Mirror Lake vs North Lemmon Lake
Water quality, depth, fish species, and recreation comparison.
North Lemmon Lake has a higher water quality grade (B, Good) than Mirror Lake (F, Very Poor). Both are in Adams County, Wisconsin.
Both Mirror Lake and North Lemmon Lake sit in North Dakota. A same-state comparison strips out the state-level water-quality regime as a variable: any grade differences here are about the lakes themselves, not the agencies grading them. North Lemmon Lake (B) is materially cleaner than Mirror Lake (F). A gap that wide is unlikely to close in a single year of remediation work; it reflects multi-decade differences in the lakes themselves.

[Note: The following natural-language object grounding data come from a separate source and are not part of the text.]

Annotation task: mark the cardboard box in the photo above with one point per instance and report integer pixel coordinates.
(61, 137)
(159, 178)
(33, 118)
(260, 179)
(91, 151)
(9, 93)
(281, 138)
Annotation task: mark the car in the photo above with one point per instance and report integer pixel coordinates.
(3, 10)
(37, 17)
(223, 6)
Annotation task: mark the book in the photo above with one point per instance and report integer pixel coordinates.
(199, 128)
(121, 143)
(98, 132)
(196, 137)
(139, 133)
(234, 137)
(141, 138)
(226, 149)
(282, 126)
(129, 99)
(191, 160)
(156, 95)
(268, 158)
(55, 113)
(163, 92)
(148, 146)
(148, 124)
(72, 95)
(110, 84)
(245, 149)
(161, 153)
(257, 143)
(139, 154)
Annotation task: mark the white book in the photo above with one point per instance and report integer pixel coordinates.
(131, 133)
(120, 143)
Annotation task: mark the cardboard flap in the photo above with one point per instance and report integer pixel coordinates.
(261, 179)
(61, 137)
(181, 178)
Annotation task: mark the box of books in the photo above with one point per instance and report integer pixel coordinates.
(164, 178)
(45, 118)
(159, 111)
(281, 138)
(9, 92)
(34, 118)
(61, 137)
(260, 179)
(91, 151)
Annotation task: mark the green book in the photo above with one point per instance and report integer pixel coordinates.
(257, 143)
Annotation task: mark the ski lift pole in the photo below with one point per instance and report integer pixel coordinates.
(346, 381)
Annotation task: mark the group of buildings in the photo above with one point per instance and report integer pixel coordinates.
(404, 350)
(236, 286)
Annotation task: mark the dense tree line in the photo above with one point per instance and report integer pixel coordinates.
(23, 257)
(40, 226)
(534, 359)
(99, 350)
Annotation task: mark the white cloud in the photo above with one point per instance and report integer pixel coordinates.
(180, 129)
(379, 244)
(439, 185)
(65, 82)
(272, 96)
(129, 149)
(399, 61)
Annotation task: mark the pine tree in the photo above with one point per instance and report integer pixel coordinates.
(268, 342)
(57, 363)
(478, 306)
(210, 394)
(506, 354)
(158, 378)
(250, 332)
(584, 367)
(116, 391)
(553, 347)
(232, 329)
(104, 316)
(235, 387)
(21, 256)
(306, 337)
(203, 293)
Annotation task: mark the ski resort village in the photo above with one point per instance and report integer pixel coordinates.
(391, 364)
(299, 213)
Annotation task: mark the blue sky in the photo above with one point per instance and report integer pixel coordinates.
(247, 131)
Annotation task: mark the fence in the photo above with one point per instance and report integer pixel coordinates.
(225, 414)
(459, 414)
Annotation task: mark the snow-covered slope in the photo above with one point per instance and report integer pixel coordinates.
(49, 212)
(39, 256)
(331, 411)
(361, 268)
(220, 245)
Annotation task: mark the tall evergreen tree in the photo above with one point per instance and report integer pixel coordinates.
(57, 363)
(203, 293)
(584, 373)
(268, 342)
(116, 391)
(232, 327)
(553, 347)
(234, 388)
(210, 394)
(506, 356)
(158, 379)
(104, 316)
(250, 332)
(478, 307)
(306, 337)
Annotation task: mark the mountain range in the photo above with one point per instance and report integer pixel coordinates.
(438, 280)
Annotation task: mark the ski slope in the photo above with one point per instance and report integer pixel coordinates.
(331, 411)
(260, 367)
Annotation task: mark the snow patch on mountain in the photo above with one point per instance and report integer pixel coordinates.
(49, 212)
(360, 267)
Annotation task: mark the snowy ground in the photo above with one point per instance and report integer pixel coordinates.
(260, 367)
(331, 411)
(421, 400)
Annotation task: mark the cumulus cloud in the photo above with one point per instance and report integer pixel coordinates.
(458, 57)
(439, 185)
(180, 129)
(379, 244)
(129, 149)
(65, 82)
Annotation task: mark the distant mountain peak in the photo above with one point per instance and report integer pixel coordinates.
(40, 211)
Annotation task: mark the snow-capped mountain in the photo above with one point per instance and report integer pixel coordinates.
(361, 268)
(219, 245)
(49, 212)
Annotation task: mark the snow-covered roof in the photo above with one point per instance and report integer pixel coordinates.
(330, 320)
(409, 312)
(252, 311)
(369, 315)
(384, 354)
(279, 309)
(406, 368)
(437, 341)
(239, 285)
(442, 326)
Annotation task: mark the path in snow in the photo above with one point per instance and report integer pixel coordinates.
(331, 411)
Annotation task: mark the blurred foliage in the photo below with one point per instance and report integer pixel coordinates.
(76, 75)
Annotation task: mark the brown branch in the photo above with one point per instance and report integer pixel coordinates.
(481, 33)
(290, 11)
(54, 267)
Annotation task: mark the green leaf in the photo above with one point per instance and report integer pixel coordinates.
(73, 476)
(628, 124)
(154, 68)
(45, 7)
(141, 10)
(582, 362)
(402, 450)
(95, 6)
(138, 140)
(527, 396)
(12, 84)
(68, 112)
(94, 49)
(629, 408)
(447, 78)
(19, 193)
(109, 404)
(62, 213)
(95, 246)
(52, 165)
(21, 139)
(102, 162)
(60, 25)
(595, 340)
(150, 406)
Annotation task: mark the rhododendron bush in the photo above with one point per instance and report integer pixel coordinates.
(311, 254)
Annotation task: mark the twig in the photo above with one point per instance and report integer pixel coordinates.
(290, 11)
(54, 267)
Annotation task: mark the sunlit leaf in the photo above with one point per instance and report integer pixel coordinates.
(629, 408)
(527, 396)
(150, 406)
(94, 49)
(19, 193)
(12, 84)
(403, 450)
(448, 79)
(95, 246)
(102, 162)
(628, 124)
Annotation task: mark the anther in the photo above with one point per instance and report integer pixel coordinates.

For a recreational visitor, the wider grade gap is decisive — North Lemmon Lake is the better water-quality choice. For a researcher, the gap is the interesting part: what is different about the two watersheds, and which of those differences is mutable?
Mirror Lake
Very murky, less than 2.1 ft of visibility.
North Lemmon Lake
Murky, only visible to about 5.7 ft.
Side-by-Side Metrics
| Metric | Mirror Lake | North Lemmon Lake |
|---|---|---|
| Overall Grade | F (Very Poor) | B (Good) |
| Water Clarity | 2.1 ft | 5.7 ft |
| Phosphorus | No data | No data |
| Chlorophyll-a (Algae) | 31.6 µg/L | 4.8 µg/L |
| Maximum Depth | - | - |
| Surface Area | 94.33 acres | 49.8 acres |
| Public Access | Unknown | Unknown |
| Fish Species | 0 | 0 |
| Trophic State | eutrophic | mesotrophic |
Bold value = better for that metric (lower phosphorus / chlorophyll = cleaner; higher Secchi / depth / species count = better).
Verdict
North Lemmon Lake wins on overall water quality with a Grade B versus Mirror Lake's Grade F. Water clarity: 5.7 ft vs 2.1 ft. For fishing diversity, North Lemmon Lake also leads with 0 species.